Da die eingezogenen Arbeiter und Bauern an der Front kämpften, musste der Krieg noch vor Weihnachten gewonnen werden. Zum allgemeinen Erstaunen gelang es den Kriegsparteien, den Kampf noch etwa vier Jahre lang fortzusetzen. Auch die Unterstützung der Bevölkerung für ihre nationalen Regierungen blieb stabil. Die Angst, dass das Proletariat die internationale Klassensolidarität der nationalen Sache vorziehen würde, erwies sich als unbegründet. Und obwohl die Verluste an Menschenleben beispiellos waren, nahm die Unterstützung der Bevölkerung zu.

Darüber hinaus spielte es kaum eine Rolle, ob ein Regime demokratisch oder autokratisch war. Der Zweite Weltkrieg liefert weitere Beweise. Dieser Krieg besaß eine moralische Klarheit, die direkt mit dem Krieg in der Ukraine vergleichbar war. Dennoch kämpften das „falsche“ Deutschland und Japan weiter, bis die Russen 1945 in Berlin waren und Atombomben auf Hiroshima und Nagasaki abgeworfen wurden. Diese Kriegslust deutet darauf hin, dass die Unterstützung der Bevölkerung stark war. Erst sehr spät im Krieg gab es in Deutschland einen einzigen Putschversuch, der fast so schnell scheiterte wie der von Prigoschin.

Diese historischen Erfahrungen zeigen, dass undemokratische Staaten, die in Friedenszeiten auf internationalen Handel angewiesen sind, dennoch lange Kriege ertragen können. Warum das so ist, ist nicht gut erforscht. Drei Dinge scheinen jedoch klar zu sein.
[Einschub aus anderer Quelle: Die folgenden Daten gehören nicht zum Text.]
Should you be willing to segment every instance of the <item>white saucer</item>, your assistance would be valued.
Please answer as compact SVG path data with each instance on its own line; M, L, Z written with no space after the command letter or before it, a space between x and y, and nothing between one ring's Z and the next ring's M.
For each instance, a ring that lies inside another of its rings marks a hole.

Erstens ist es nicht so, dass diese Regime nur ihre Bevölkerung zwingen. So seltsam es uns erscheinen mag, glauben große Teile der russischen Bevölkerung aufrichtig an eine westliche imperialistische Agenda und daran, dass Neonazis in der Ukraine eine direkte Bedrohung darstellen.

Zweitens unterschätzen Demokratien die wirtschaftliche und politische Stärke von Nicht-Demokratien. Dies kann die Dauer des Krieges verlängern, da man davon ausgeht, dass die Menschen sich einfach etwas mehr anstrengen müssen, um dasselbe zu erreichen, wenn die bestehenden Sanktionen noch nicht wirksam sind oder die jüngste Offensive noch keinen Durchbruch erzwingt.

Aber es gibt noch eine wichtige dritte Lektion. Die Notwendigkeit, die Wirtschaft am Laufen zu halten und die politische Einheit zu wahren, geht mit der Aufforderung zu Opfern einher. Das macht es immer schwieriger, einen Kompromissfrieden zu erreichen. So unwahrscheinlich es erscheint, dass sich die Ukraine mit dem Verlust eines von Russland besetzten Territoriums abfinden wird, so unwahrscheinlich ist auch, dass Russland sich vollständig zurückziehen wird. Ohne Kompromissbereitschaft und ohne unmittelbare Notwendigkeit zum Aufgeben wird der Krieg von einer Entscheidung auf dem Schlachtfeld abhängig.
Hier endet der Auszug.